As the COVID-19 pandemic continues, living with the virus will last for a certain period of time. On the one hand, life cannot return to the old days before the vaccine provides good protection against the pandemic, which requires suppressing efforts from both the government and citizens. On the other hand, even when the drastic increase in the number of Corona infections is likely to overload the health system, strict rules such as “lockdown” and night-time curfew imposed by the government may face significant resistance from citizens, without which effective containment is impossible. In this way, regular control measures instead of response in emergency mode are more favored, and targeted suppression response with to the best closing management loopholes is therefore recommended. Under this circumstance, communities become the main battle field and the critical frontline for suppressing COVID-19. Considering China’s successful transition to the regular control phase, this article analyzes the challenges in community involvement posed by the transition from the emergency mode, based on the IRGC (International Risk Governance Council) risk governance framework. Even for China, the current “normal” containment routine did not come easily. After around one year’s repetitive transition between emergency mode and regular control mode, it seems that targeted suppression measures worked. China’s experiences may be of help to countries in the tough fight against COVID-19 as confirmed cases resurge. The war between humans and the virus will not come to a halt as long as COVID-19 cases spiral globally. For the moment, vigilance is still needed.

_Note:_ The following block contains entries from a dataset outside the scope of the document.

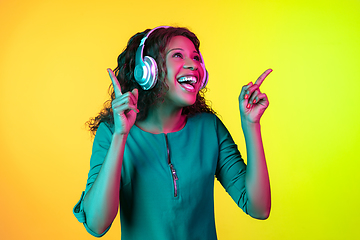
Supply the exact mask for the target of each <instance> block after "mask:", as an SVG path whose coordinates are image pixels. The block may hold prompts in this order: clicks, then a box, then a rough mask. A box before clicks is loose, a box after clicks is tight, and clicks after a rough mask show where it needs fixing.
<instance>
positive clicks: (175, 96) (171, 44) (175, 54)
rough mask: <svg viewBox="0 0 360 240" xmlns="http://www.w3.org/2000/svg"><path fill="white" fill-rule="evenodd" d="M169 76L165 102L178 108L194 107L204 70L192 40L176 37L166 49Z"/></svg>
mask: <svg viewBox="0 0 360 240" xmlns="http://www.w3.org/2000/svg"><path fill="white" fill-rule="evenodd" d="M166 68H167V75H166V78H165V81H166V83H167V85H168V86H169V91H168V92H167V94H166V96H165V100H166V101H167V102H169V103H172V104H174V105H175V106H176V107H185V106H190V105H193V104H194V103H195V101H196V95H197V93H198V92H199V89H200V85H201V81H202V77H203V76H204V71H203V68H202V67H201V64H200V55H199V53H198V52H197V51H196V49H195V46H194V44H193V43H192V42H191V40H190V39H188V38H187V37H184V36H176V37H173V38H172V39H171V41H170V42H169V44H168V46H167V48H166Z"/></svg>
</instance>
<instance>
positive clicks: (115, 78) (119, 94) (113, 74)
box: [107, 68, 122, 97]
mask: <svg viewBox="0 0 360 240" xmlns="http://www.w3.org/2000/svg"><path fill="white" fill-rule="evenodd" d="M107 71H108V73H109V76H110V78H111V81H112V83H113V87H114V91H115V97H119V96H121V95H122V92H121V87H120V83H119V81H118V80H117V78H116V76H115V74H114V72H113V71H112V70H111V69H110V68H108V69H107Z"/></svg>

Analysis from the Risk Governance Perspective

Globally, responses to COVID-19 have been created by different national governments, the variation of which evolves with conditions of the disease spread, governments’ interventions, and citizens’ reactions.10 To enhance responses to the pandemic, medical professionals, policymakers, and the public play respective but indispensably important roles in the whole process. The risk governance framework, developed by the IRGC, integrating assessment and management, can be used as a tool for policymakers and others to shape effective risk responses. It provides an interdisciplinary approach and an analytical structure to identify, assess, handle, and communicate risks in a broad context. It proposes how to integrate effective involvement of stakeholders and come up with management strategies, to help understand a risk and decide what to do about it for which deficits can exist in risk governance structures and processes.11 The added value of the IRGC framework was evaluated in the infectious disease control based on Dutch case studies: Unlike the classical top-down risk management approach, the application of the IRGC framework enables the inclusion of stakeholders’ perception and preferences, which could enhance the effectiveness and acceptance of infectious disease governance.12 The IRGC framework was also used to analyze, assess and manage emerging health risks attributed to vector-borne diseases to help provide operational guidelines in a systematic way.13 Considering conflicting values among policymakers and the public, it was suggested that measures to contain the current pandemic should be grounded on both the scientific assessment and the perception assessment. After an overview of the COVID-19 outbreak and countries’ responses to it, recommendations were drawn from the IRGC framework to increase preparedness for future crises.14 There are few other studies applying the IRGC framework into the COVID-19 prevention and control. This article adds value for the approach employed in a dynamic and continuously changing context from China’s case, by discussing the distinction of risk governance in different periods.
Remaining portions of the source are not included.